Per garantire una transizione ecologica giusta e al servizio di tutti i cittadini, è fondamentale mettere in primo piano la tutela del nostro territorio. Va finalmente avviato il Parco Nazionale di Portofino, in forma più ampia rispetto a quello attuale, a partire dai Comuni che ne hanno chiesto di farne parte. Il nostro impegno prevede l’espansione delle aree protette terrestri di almeno il 30% entro il 2030 e la cessazione totale del consumo di suolo entro il 2040 con una legge regionale, che costituisce assoluta priorità nella nostra agenda, che coniughi l’azzeramento del consumo del suolo alla promozione efficace della rigenerazione urbana. Per raggiungere questi ambiziosi obiettivi, ci impegneremo, da un lato, a integrare la rigenerazione urbana nella pianificazione, prevedendo la restituzione di spazi alla collettività, progetti di forestazione urbana e strategie di adattamento al cambiamento climatico, e dall’altro, garantendo quella tutela dei Parchi e delle aree protette

  • marine e terrestri – che è mancata in questi anni, lavorando per espandere l’area di quelle già esistenti e ripristinando gli ecosistemi, garantendo fondi per la manutenzione e ridando centralità ai parchi nelle strategie di sviluppo territoriale. Occorre creare incentivi specifici sul modello delle ZEA previste per parchi nazionali, anche per quanto riguarda i parchi regionali, legando la presenza di aree protette con un percorso di incentivi economici e sociali per generare lavoro, occupazione e sviluppo sostenibile nei territori, con specifiche misure incentivanti.

Economia circolare

La Liguria deve cogliere appieno la sfida dell’economia circolare, con una nuova legge regionale di sistema, per favorire la circolarità in tutte le politiche, dall’acqua ai rifiuti alle politiche di sviluppo: l’attuale Piano dei Rifiuti per il periodo 2026/2030 deve raggiungere obiettivi più ambiziosi: raggiungere un riciclo effettivo al 2030 e ridurre la discarica sotto il 10% al 2035, andando ad agire sui due problemi strutturali della regione quali il sistema di gestione arretrato (poca raccolta differenziata, troppa discarica, export di rifiuto tal quale ed organico) e costi altissimi (508€ a tonnellata su una media italiana di 385€ e 270 euro ad abitante su una media italiana di 192€). La destra in questi anni non ha minimamente risolto tali criticità, accumulando dal 2015 ad oggi, oltre 100 milioni di euro per il conferimento fuori regione, senza soluzioni impiantistiche e funzionali strategiche. A ciò si aggiunga la nascita di una nuova Agenzia, senza alcuna funzione reale (ARLIR), da superare immediatamente, per ripristinare modelli di governance democratici ed efficaci. La prima sfida riguarda l’innovazione degli impianti TMB e di riciclo esistenti, promuovendo impianti di prossimità sia per il compostaggio, che per i centri di raccolta, riciclo e riuso. Per il recupero energetico va potenziato questo sbocco dai TMB (per ridurre la discarica) ma va definita una strategia di area vasta con le regioni confinanti come prevista dal PNGR, non avendo i flussi di rifiuti combustibili liguri attesi al 2030 una dimensione compatibile con un la realizzazione di un impianto regionale efficiente e facilmente raggiungibile a costi ragionevoli.
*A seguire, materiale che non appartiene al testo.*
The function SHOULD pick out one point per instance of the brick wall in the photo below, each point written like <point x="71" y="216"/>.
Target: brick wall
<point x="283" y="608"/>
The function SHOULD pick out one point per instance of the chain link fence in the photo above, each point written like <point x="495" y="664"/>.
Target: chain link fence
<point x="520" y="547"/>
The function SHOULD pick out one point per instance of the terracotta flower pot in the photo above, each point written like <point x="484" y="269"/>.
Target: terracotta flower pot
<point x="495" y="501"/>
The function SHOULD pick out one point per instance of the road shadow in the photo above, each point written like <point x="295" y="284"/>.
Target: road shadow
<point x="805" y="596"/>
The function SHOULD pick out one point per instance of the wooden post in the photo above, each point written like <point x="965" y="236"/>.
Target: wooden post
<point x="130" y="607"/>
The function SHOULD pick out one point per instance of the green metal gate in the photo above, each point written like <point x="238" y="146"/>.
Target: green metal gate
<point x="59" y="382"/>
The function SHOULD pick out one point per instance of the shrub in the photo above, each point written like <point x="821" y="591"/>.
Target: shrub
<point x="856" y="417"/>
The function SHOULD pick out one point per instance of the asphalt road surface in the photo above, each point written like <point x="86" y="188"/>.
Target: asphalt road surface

Fondamentale è l’efficientamento dei costi che devono essere riportati nella media nazionale, grazie alle azioni del “Nuovo Piano regionale” (ATO, aree ottimali, efficientamento del sistema impiantistico, mercato) e alla attività di ARERA, per ottenere effetti positivi sulla TARI e la futura tariffa puntuale.

Genova è la seconda città italiana più costosa, per spesa media di una famiglia, con 492 euro a nucleo contro una media nazionale di 320. Un segnale evidente di inefficienza visto che la città ha una bassa raccolta differenziata e conferisce i rifiuti indifferenziati in discarica. Aumentare i ricavi delle raccolte differenziate aumentando la quantità raccolta (obiettivo del 72% media regionale) e aumentare la qualità della valorizzazione con impianti di territorio moderni e dislocati vicini ai bacini di raccolta che poi preparano il materiale separato per i grandi css nazionali. Lavorare sulla riduzione delle quantità tramite progetti di comunità.
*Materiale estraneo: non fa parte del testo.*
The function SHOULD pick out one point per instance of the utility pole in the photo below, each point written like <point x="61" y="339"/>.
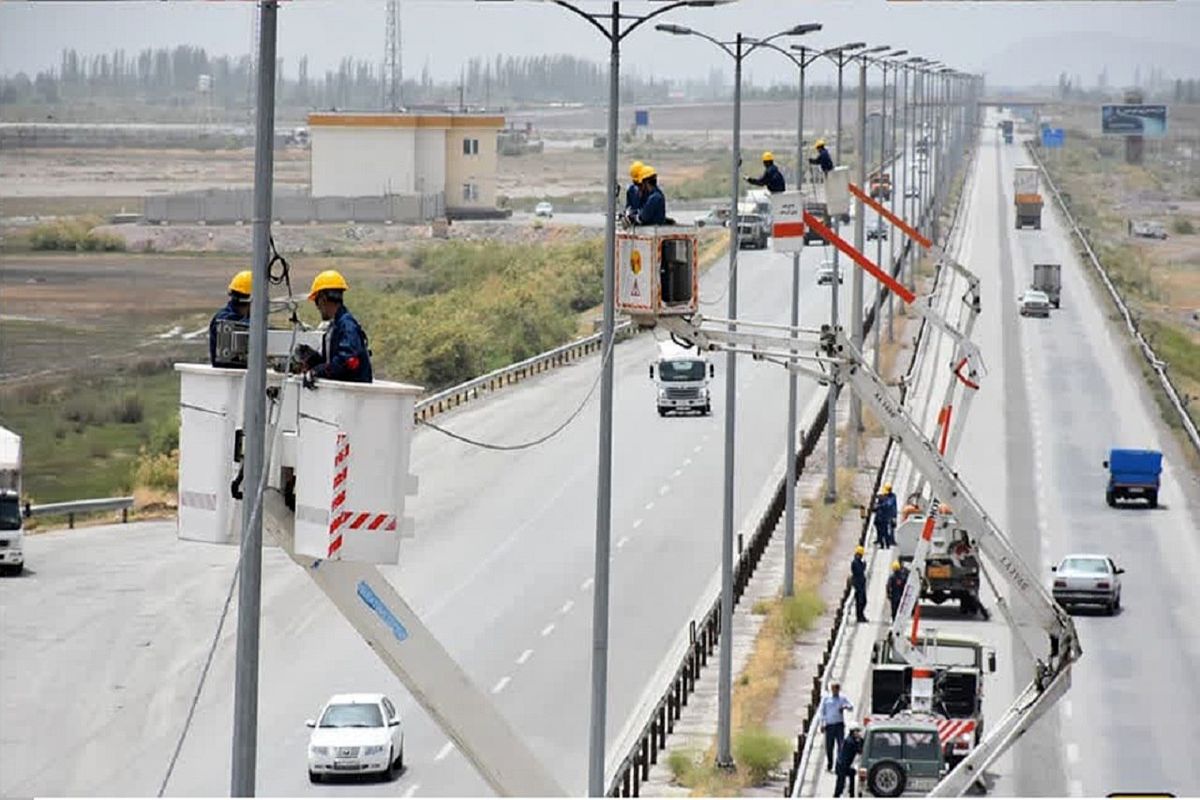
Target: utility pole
<point x="250" y="595"/>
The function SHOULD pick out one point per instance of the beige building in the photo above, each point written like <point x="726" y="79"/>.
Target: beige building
<point x="376" y="155"/>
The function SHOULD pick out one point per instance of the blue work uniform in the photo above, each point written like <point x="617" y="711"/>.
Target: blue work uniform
<point x="823" y="158"/>
<point x="654" y="209"/>
<point x="346" y="356"/>
<point x="772" y="179"/>
<point x="229" y="312"/>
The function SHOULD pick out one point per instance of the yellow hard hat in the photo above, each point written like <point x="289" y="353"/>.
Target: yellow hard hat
<point x="327" y="280"/>
<point x="243" y="283"/>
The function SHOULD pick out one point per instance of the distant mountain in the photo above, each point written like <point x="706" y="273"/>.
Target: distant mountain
<point x="1038" y="60"/>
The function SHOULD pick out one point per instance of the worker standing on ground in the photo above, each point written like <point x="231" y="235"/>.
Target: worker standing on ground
<point x="772" y="178"/>
<point x="851" y="749"/>
<point x="886" y="517"/>
<point x="653" y="210"/>
<point x="858" y="581"/>
<point x="897" y="582"/>
<point x="832" y="722"/>
<point x="634" y="193"/>
<point x="237" y="310"/>
<point x="346" y="355"/>
<point x="822" y="158"/>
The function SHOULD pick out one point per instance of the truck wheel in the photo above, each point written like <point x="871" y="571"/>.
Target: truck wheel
<point x="887" y="780"/>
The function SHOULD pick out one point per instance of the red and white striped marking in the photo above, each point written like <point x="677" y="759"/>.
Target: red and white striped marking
<point x="340" y="519"/>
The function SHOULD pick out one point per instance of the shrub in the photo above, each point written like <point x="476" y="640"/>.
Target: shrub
<point x="759" y="752"/>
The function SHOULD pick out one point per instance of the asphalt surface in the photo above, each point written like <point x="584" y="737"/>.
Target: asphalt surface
<point x="102" y="643"/>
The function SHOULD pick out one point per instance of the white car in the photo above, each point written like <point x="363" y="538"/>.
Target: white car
<point x="355" y="734"/>
<point x="1033" y="302"/>
<point x="826" y="272"/>
<point x="1087" y="579"/>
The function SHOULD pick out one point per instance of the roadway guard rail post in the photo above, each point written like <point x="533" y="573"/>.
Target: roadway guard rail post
<point x="81" y="506"/>
<point x="1147" y="352"/>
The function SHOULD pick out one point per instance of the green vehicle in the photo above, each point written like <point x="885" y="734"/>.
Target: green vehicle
<point x="900" y="757"/>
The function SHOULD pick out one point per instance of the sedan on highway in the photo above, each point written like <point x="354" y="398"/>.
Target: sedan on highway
<point x="355" y="734"/>
<point x="1033" y="304"/>
<point x="1087" y="579"/>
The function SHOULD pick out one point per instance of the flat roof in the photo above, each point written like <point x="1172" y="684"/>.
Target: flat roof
<point x="401" y="120"/>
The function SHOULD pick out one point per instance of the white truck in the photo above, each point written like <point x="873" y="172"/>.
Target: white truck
<point x="682" y="378"/>
<point x="12" y="555"/>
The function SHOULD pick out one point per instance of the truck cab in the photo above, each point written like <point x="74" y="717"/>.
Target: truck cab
<point x="1133" y="475"/>
<point x="682" y="379"/>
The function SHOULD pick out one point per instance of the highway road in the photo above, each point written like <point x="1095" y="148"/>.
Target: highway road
<point x="1059" y="394"/>
<point x="103" y="641"/>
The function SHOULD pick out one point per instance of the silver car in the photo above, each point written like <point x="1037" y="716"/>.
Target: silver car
<point x="1087" y="579"/>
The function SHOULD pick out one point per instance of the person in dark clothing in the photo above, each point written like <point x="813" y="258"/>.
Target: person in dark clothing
<point x="237" y="310"/>
<point x="346" y="354"/>
<point x="772" y="178"/>
<point x="822" y="158"/>
<point x="886" y="517"/>
<point x="851" y="749"/>
<point x="634" y="193"/>
<point x="858" y="581"/>
<point x="653" y="210"/>
<point x="897" y="582"/>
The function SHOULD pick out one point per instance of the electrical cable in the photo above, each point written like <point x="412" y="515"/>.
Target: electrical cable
<point x="541" y="439"/>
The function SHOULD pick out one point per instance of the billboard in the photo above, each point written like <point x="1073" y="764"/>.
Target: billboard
<point x="1133" y="120"/>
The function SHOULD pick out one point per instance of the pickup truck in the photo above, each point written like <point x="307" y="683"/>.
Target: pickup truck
<point x="1133" y="475"/>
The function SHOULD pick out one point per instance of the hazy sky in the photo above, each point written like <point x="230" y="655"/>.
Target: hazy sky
<point x="1013" y="42"/>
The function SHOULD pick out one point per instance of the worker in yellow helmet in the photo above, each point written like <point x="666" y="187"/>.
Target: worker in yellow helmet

Sarà fondamentale un piano regionale nel settore dei rifiuti urbani sempre più integrato con le politiche sull’energia e sull’acqua che consenta anche l’efficientamento dei costi che passa da una maggiore integrazione di scala e di scopo fra i diversi settori e i diversi operatori locali, in una logica industriale complessiva, che punti ad un’industria ligure sostenibile, forte e competitiva. La nostra regione dovrà muoversi nella direzione di una nuova strategia per la tutela delle acque, fatta di ammodernamento dell’impiantistica, di realizzazione dei nuovi impianti di depurazione (con particolare attenzione a quelle ipotesi ancora in avvio rispetto ai quali esistono criticità sia operative che di costi, sui quali intervenire), di azioni per il recupero delle acque depurate non solo limitate agli usi industriali, agricoli e con l’avvio di una strategia contro la siccità e per limitare la crisi idrica, a partire dal Roja, con la promozione della nascita di Consorzi Idrici, sul modello di quello Lunense.